Top
PRIMECLUSTER  Installation and Administration Guide4.3

7.4.1 Corrective Action when the resource state is Faulted

This section describes the corrective actions to take when the resource state became Faulted.

7.4.1.1 Failure Detection and Cause Identification if a Failure Occurs

If a failure occurs in a resource, you can use the functions of PRIMECLUSTER and the operating system to detect the failure and identify the faulted resource that caused the failure.

The descriptions given in (a) to (k) below are relevant to the "Failure confirmation features list" given below:

Failure detection

Normally, the RMS main window (b) is used to monitor the cluster applications.

In addition, you can use the features described in "Failure confirmation features" to detect the failure.

Cause identification

You can also use the function that detected the failure and the features listed in "Failure confirmation features" below to identify the faulted resource that caused the failure.

Failure confirmation features list

Failure confirmation features

Manual reference

(a)

Message screen

C.3.1 Failed Resource Message

(b)

RMS main window
The RMS tree and the RMS cluster table can be used from this screen.

7.1.3 RMS Main Window

(c)

CF main window
The CF tree can be used from this screen.

7.1.1 CF Main Window

(d)

CRM main window
The CRM tree can be used from this screen.

This screen is useful in detecting hardware resource faults.

7.1.2 CRM Main Window

(e)

"Resource Fault History" screen
This screen is useful in detecting hardware resource faults.

C.3.2 Resource Fault History

(f)

Current list of resources in which a failure has occurred

C.3.3 Fault Resource List

(g)

MSG main window
The cluster control messages can be viewed in this screen.

To display this screen, select the msg tab in the Cluster Admin screen.

-

(h)

Application log

7.3.4.2 Viewing application logs

(i)

switchlog

7.3.4.1 Viewing switchlogs

(j)

Syslog

-

(k)

Console
Messages that are displayed on the console can be checked.
Viewing the "console problem" information on the console can help you identify the fault cause.

Appendix D Messages

(l)

Machine management GUI

Machine Administration Guide

(m)

MultiPathDisk view

Multipath Disk Control Load Balance option x.x Guide

(n)

GDS GUI

PRIMECLUSTER Global Disk Services Configuration and Administration Guide

7.4.1.2 Corrective Action for Failed Resources

Take the following steps for failed resources;

  1. Correct the faulted resource

    Correct the problem in the failed resource.
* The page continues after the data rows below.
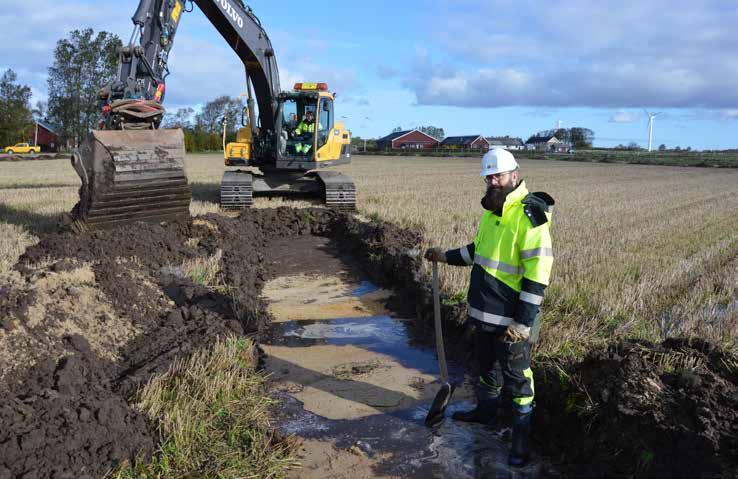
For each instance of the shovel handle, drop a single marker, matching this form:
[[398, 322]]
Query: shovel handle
[[439, 330]]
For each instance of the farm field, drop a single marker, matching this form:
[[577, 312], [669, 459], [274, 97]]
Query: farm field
[[643, 253]]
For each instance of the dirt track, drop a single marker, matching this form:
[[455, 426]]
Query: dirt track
[[84, 320]]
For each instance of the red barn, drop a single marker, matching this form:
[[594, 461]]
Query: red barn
[[44, 136], [409, 139], [469, 142]]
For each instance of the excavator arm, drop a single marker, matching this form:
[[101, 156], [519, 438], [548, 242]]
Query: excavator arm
[[131, 170], [144, 62]]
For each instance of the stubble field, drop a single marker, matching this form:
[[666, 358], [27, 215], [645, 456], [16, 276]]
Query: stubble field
[[641, 251]]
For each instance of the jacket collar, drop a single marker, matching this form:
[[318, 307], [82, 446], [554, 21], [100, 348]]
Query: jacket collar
[[515, 196]]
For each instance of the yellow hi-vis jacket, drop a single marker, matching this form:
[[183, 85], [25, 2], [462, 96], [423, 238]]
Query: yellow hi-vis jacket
[[512, 258], [304, 127]]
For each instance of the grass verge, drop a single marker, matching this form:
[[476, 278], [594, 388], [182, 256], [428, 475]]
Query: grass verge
[[213, 418]]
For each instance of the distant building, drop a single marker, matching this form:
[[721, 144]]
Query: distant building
[[505, 142], [43, 135], [546, 143], [471, 142], [408, 139]]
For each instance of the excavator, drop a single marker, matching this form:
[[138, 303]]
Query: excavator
[[133, 170]]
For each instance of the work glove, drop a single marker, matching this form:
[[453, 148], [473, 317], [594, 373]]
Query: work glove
[[437, 255], [517, 332]]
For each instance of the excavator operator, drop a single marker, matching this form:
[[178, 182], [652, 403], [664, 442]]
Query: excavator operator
[[304, 134]]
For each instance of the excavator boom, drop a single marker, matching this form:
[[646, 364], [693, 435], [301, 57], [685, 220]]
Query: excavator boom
[[133, 170]]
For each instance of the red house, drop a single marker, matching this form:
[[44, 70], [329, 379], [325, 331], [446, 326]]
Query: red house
[[44, 136], [409, 139]]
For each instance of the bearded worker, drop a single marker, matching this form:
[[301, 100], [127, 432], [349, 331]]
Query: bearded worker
[[511, 259]]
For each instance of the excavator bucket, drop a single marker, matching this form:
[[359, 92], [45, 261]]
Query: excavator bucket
[[130, 175]]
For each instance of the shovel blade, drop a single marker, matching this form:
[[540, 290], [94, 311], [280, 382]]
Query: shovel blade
[[438, 407]]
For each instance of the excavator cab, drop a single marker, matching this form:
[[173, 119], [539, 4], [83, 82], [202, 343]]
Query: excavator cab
[[131, 169], [316, 143]]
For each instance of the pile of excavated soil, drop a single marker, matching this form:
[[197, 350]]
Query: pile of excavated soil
[[85, 320], [642, 409]]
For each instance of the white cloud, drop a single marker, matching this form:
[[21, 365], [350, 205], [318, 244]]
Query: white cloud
[[202, 65], [581, 54], [623, 116], [729, 114]]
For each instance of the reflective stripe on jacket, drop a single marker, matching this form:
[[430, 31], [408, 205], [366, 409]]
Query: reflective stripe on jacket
[[511, 261]]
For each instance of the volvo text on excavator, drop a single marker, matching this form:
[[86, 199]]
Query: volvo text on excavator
[[133, 170]]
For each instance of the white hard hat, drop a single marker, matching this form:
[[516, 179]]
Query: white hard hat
[[498, 160]]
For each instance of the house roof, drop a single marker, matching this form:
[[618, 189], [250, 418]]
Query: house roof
[[398, 134], [505, 140], [461, 140], [46, 127], [540, 139]]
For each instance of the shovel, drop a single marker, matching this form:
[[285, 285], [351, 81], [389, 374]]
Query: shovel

For details, see "PRIMECLUSTER Reliant Monitor Services (RMS) Reference Guide."

    If an error message of patrol diagnosis is displayed, see "7.4.2 Corrective Action when Patrol Diagnosis Detects a Fault."
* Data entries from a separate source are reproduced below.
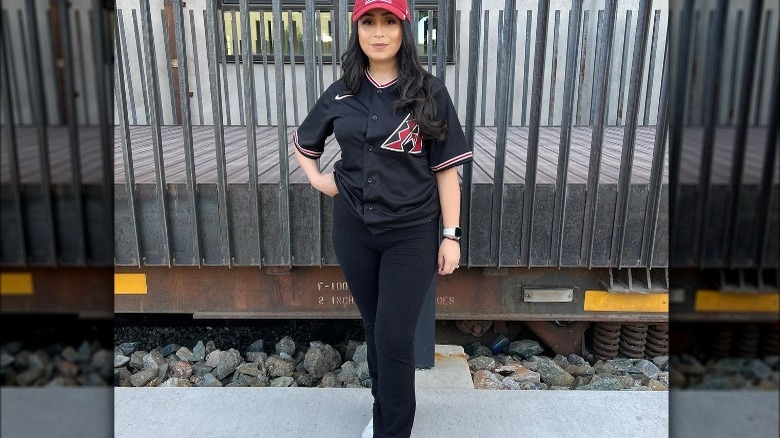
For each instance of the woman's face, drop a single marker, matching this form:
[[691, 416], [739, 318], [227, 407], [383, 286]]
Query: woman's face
[[380, 34]]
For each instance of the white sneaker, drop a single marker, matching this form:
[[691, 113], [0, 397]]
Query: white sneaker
[[368, 432]]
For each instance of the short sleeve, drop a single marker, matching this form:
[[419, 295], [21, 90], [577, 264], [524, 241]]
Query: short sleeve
[[310, 136], [453, 151]]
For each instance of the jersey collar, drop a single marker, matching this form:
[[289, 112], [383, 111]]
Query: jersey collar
[[377, 84]]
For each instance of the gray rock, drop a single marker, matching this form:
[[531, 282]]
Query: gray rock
[[199, 352], [361, 354], [482, 363], [278, 367], [143, 377], [185, 354], [209, 381], [554, 375], [256, 347], [169, 350], [119, 360], [282, 382], [228, 364], [286, 345], [604, 384], [525, 348], [128, 348], [646, 368]]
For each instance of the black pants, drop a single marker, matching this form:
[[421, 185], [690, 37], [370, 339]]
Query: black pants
[[388, 275]]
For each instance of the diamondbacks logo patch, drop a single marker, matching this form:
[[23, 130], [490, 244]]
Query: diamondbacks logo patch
[[405, 138]]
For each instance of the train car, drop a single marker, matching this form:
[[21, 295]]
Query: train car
[[565, 209]]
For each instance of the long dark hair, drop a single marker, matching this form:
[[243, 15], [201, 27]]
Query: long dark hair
[[414, 83]]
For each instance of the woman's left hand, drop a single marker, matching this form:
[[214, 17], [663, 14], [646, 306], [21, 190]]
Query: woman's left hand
[[449, 256]]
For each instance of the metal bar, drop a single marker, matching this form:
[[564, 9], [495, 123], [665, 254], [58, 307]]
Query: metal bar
[[651, 68], [761, 68], [343, 31], [104, 107], [622, 83], [237, 49], [656, 174], [676, 121], [601, 81], [308, 54], [83, 96], [140, 58], [251, 135], [442, 35], [219, 132], [537, 89], [168, 70], [195, 60], [564, 146], [762, 237], [429, 41], [222, 54], [502, 87], [13, 156], [712, 91], [321, 68], [189, 152], [154, 113], [738, 158], [126, 62], [457, 58], [471, 110], [73, 135], [291, 33], [281, 121], [123, 125], [41, 121], [629, 134], [554, 67], [583, 64], [484, 68], [60, 94], [266, 81], [513, 67], [529, 20], [29, 76], [12, 76]]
    "hvdet_sptl" is displayed in the name of the program that outputs the patrol diagnosis message.

    Note

    If you are using an operation management product other than a PRIMECLUSTER product, you may need to take corrective actions prescribed for that product.

    For details, see the manual provided with each operation management product.
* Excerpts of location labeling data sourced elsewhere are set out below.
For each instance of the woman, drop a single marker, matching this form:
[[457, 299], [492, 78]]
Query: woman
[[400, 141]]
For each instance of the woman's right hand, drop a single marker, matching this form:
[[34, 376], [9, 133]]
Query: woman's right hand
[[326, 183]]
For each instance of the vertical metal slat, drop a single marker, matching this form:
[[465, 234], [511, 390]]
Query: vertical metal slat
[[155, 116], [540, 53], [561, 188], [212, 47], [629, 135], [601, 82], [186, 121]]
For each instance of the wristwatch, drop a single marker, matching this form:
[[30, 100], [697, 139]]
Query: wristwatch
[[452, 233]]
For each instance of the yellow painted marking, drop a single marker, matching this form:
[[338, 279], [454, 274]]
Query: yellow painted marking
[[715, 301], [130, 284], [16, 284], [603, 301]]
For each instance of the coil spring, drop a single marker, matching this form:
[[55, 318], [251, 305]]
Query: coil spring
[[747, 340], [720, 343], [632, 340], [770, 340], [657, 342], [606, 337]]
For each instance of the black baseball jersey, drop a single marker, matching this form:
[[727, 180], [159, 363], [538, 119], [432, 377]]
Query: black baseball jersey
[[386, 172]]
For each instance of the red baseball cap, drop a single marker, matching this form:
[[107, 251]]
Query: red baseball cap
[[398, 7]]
    [Examples] Machine Administration, MultiPathDisk view, GDS

  2. Recover the cluster application

    At the RMS main window, check the state of the cluster application to which the corrected resource is registered. If the cluster application is in the Faulted state, execute the Fault clear operation.

    For details on the Fault clear operation, see "7.2.2.4 Bringing Faulted Cluster Application to Online State."